I know 3D rotation is well documented on SO and many other sites, but despite reading countless explanations I still haven't figured out where I'm going wrong. My background is in art and design, not math and programming, and I'm never really certain if my angle of attack (no pun intended) is the right one. Rather than paste a patchwork of my dismal code, I'm including an image describing my problem. What I'd really like is a step-by-step worded breakdown of how to solve it. Pseudo code is useful, but I will learn more if someone will just aim me in the right direction or point out common pitfalls.
Red = X-Axis, Green = Y-Axis, Blue = Z-Axis
Magenta vectors = origin --> some X,Y,Z point
Magenta cube = average of the endpoints of the two magenta vectors (is there a better name for this?)
White vector = cross product of the two magenta vectors (extended for display, actual vector is normalized)

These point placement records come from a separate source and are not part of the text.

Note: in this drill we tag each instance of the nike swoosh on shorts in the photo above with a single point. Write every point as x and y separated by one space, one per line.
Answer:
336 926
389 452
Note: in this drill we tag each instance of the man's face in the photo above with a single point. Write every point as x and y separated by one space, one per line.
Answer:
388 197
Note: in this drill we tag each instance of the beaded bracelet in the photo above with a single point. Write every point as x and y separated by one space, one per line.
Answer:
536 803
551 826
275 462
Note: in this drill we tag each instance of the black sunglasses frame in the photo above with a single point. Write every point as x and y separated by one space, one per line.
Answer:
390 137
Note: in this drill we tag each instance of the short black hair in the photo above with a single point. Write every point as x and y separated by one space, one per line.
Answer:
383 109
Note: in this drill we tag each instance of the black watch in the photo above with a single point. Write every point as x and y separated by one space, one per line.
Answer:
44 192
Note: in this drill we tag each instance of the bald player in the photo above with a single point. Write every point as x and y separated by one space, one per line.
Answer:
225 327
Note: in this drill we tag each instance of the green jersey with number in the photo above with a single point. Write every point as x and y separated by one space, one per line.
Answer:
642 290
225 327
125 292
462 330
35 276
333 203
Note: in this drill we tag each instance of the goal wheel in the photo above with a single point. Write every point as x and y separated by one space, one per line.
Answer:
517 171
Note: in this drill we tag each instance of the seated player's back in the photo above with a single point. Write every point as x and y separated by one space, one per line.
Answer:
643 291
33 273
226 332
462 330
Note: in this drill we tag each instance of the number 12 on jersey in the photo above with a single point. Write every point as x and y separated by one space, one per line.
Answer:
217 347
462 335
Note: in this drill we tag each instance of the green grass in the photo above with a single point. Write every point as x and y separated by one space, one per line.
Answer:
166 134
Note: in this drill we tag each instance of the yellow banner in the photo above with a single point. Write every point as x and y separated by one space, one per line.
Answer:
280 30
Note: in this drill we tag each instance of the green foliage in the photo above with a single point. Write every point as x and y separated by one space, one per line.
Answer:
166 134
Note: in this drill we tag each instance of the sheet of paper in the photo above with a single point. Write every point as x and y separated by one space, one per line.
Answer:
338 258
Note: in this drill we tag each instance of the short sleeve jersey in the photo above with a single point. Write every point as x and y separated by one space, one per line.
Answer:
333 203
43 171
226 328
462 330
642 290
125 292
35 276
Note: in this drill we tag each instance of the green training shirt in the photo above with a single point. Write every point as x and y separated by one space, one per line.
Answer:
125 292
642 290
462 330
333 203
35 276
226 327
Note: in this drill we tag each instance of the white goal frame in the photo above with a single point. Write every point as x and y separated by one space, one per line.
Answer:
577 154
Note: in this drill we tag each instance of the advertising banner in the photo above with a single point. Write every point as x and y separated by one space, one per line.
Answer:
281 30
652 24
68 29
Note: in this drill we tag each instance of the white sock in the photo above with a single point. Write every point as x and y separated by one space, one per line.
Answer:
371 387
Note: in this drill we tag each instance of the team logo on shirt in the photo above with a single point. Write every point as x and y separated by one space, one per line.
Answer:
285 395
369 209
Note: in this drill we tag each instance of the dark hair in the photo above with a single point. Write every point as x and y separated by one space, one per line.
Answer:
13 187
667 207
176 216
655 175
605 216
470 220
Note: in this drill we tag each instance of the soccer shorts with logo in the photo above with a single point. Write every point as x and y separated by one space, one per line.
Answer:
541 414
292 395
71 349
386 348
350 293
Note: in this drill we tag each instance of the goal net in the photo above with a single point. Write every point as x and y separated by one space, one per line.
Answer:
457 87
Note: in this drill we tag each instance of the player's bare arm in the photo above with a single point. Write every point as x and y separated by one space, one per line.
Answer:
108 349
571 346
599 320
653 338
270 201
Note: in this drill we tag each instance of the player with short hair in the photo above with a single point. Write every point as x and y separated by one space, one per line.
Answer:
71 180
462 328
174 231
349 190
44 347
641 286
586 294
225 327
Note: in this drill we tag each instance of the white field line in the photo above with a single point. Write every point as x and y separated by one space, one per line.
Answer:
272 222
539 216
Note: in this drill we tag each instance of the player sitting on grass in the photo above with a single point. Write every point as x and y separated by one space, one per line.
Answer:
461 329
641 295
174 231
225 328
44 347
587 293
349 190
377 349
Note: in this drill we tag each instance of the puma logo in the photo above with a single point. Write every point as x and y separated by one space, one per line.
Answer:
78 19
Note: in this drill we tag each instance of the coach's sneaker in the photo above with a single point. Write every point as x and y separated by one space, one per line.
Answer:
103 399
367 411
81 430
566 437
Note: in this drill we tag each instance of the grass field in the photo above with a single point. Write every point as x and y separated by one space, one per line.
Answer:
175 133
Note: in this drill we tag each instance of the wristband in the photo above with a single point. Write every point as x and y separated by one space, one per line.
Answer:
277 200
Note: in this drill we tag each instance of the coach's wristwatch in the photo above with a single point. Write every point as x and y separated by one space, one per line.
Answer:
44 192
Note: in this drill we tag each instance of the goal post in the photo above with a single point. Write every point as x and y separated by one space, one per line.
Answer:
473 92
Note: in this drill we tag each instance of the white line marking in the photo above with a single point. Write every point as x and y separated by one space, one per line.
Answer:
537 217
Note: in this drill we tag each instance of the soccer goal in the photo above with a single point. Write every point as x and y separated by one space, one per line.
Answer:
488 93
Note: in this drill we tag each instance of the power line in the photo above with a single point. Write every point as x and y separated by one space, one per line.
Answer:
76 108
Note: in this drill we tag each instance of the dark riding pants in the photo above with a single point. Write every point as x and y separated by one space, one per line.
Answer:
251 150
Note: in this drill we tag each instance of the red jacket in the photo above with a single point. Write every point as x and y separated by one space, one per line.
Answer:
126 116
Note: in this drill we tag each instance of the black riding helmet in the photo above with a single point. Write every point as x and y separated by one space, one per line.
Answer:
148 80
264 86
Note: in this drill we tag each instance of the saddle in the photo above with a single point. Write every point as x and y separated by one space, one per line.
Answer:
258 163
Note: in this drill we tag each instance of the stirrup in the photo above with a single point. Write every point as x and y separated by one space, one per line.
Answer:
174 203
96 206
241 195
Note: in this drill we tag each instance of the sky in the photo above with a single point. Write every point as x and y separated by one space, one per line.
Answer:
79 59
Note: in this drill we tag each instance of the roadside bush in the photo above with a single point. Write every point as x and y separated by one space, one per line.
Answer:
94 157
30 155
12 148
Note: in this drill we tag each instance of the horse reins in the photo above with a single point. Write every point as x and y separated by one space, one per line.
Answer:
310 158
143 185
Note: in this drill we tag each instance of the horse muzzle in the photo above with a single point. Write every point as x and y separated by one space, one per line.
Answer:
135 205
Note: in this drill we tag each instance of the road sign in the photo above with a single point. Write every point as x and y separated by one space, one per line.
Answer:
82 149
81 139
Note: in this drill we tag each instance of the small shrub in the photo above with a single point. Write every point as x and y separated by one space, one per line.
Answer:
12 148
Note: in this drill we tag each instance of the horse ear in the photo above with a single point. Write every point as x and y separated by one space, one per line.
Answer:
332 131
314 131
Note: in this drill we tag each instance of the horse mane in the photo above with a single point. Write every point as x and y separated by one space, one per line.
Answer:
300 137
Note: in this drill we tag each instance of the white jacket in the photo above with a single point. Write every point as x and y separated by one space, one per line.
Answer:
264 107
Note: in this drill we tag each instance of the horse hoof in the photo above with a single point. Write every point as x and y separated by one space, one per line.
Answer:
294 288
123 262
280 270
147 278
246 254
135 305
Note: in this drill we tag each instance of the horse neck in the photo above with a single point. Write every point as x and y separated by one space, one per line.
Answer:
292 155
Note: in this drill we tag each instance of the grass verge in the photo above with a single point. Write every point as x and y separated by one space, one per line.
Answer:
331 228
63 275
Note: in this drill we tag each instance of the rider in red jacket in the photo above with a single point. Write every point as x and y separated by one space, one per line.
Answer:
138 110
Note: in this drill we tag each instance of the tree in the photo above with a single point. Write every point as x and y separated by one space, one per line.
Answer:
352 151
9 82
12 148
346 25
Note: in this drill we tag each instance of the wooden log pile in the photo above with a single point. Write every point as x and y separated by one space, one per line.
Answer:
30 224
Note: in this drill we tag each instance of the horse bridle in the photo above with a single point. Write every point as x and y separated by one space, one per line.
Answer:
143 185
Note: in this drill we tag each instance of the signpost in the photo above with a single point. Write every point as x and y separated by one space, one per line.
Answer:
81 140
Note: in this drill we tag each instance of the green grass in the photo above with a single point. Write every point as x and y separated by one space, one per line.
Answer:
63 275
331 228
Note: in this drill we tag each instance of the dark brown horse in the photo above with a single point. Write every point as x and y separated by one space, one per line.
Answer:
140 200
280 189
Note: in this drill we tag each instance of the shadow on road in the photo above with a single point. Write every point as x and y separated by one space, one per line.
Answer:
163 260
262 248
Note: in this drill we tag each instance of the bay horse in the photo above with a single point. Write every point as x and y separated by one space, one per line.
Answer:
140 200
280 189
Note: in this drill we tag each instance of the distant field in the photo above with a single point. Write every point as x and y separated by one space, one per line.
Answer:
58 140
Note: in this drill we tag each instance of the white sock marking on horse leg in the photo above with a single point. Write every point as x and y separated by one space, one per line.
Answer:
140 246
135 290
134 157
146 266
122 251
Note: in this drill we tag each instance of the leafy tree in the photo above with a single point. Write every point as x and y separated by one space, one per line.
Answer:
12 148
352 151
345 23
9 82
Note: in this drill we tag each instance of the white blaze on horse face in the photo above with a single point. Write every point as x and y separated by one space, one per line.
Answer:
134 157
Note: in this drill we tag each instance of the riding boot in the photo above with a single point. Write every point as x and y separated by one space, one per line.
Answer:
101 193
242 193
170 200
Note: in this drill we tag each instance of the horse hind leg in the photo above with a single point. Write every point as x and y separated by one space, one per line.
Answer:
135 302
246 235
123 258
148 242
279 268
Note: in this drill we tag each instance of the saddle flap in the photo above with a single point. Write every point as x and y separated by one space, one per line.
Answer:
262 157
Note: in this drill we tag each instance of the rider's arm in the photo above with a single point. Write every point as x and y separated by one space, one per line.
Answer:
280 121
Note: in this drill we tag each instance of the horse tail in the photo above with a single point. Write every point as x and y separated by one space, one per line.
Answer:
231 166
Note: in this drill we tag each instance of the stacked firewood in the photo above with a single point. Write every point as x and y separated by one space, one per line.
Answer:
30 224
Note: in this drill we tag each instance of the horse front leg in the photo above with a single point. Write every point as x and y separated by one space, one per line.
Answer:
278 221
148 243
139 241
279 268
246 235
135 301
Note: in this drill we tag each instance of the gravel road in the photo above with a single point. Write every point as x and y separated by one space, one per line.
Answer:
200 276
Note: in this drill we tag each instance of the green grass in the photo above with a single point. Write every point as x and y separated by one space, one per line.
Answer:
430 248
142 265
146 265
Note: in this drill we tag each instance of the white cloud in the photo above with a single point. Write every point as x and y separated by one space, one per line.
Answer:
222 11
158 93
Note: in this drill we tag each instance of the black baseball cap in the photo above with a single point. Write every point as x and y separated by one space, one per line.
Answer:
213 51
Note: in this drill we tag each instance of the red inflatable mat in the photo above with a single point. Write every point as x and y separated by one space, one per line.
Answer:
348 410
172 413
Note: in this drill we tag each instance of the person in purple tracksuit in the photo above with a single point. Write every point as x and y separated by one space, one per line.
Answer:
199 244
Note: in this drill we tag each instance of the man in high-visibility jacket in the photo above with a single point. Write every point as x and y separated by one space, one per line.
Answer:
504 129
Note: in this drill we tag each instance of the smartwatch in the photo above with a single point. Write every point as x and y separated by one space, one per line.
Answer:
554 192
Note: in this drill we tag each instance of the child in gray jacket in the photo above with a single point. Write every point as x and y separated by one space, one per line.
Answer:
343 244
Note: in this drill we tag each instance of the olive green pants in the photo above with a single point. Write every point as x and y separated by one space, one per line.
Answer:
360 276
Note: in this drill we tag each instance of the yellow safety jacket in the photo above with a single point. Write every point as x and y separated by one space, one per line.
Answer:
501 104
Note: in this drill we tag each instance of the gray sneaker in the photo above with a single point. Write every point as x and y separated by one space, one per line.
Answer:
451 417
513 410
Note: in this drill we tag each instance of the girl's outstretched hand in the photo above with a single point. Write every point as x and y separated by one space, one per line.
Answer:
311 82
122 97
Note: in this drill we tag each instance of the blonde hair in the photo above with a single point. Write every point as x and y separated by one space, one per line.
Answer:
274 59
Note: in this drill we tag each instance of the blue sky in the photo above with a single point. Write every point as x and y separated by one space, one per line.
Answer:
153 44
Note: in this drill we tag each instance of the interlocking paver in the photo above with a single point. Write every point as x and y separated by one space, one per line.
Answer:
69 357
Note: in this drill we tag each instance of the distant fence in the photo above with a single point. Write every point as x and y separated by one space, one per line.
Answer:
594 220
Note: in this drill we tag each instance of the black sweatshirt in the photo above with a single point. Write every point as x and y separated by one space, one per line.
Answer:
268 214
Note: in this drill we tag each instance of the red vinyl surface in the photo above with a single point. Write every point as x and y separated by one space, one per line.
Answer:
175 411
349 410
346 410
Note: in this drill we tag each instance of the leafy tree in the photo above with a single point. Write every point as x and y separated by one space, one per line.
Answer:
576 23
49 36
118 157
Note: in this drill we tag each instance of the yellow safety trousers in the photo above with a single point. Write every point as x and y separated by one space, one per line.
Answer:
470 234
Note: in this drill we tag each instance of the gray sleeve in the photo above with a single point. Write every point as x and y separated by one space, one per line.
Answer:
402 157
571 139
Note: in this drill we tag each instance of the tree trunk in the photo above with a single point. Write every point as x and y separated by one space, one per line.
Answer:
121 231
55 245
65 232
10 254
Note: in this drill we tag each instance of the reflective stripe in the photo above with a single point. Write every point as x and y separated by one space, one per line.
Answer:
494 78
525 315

Cyan cube object = rotation fail
I've previously used Away3D and Papervision; in these libraries, applying Euler angles to an object's rotationX, rotationY, or rotationZ properties will rotate the object locally, as if it's at the origin regardless of its actual position. With Three.js, this is not the case. Modifying an object's rotation.x and rotation.y properties produces a bizarre effect where the object apparently tilts a bit on the Z axis. Even more confusing is that this happens when the object rests at the origin. I thought that maybe using Quaternion-->Matrix or Axis/Angle-->Matrix functions would solve my problem, but no dice. It seems there's a core concept I'm not getting.
Anyway, what I'd like to do is orient the cube to the cross product vector (white), so that the top of the cube is facing the direction of that vector. Then I'd like to rotate the cube along the same axis. The image I've attached shows the result of more hours than I'd like to admit trying to achieve this result. My code loosely looks like this:
axis = Vector3.cross(a, b)
axis.normalize()
angle = 45 * TO_RADIANS;
quat = AxisAngle2Quaternion(axis, angle)
rot = Quaternion2Matrix(quat)
cube.matrix = rot
Thanks in advance,
Casey
Edit: Starting a bounty
Maybe I am misunderstanding how this is supposed to work. Here's another image:
Am I incorrect in thinking that this magenta vector is the axis, and the orange arrows indicate rotation about this axis based on the angle? One way or another, I want to orient the cyan cube based on some directional vector and spin it. What am I doing wrong!?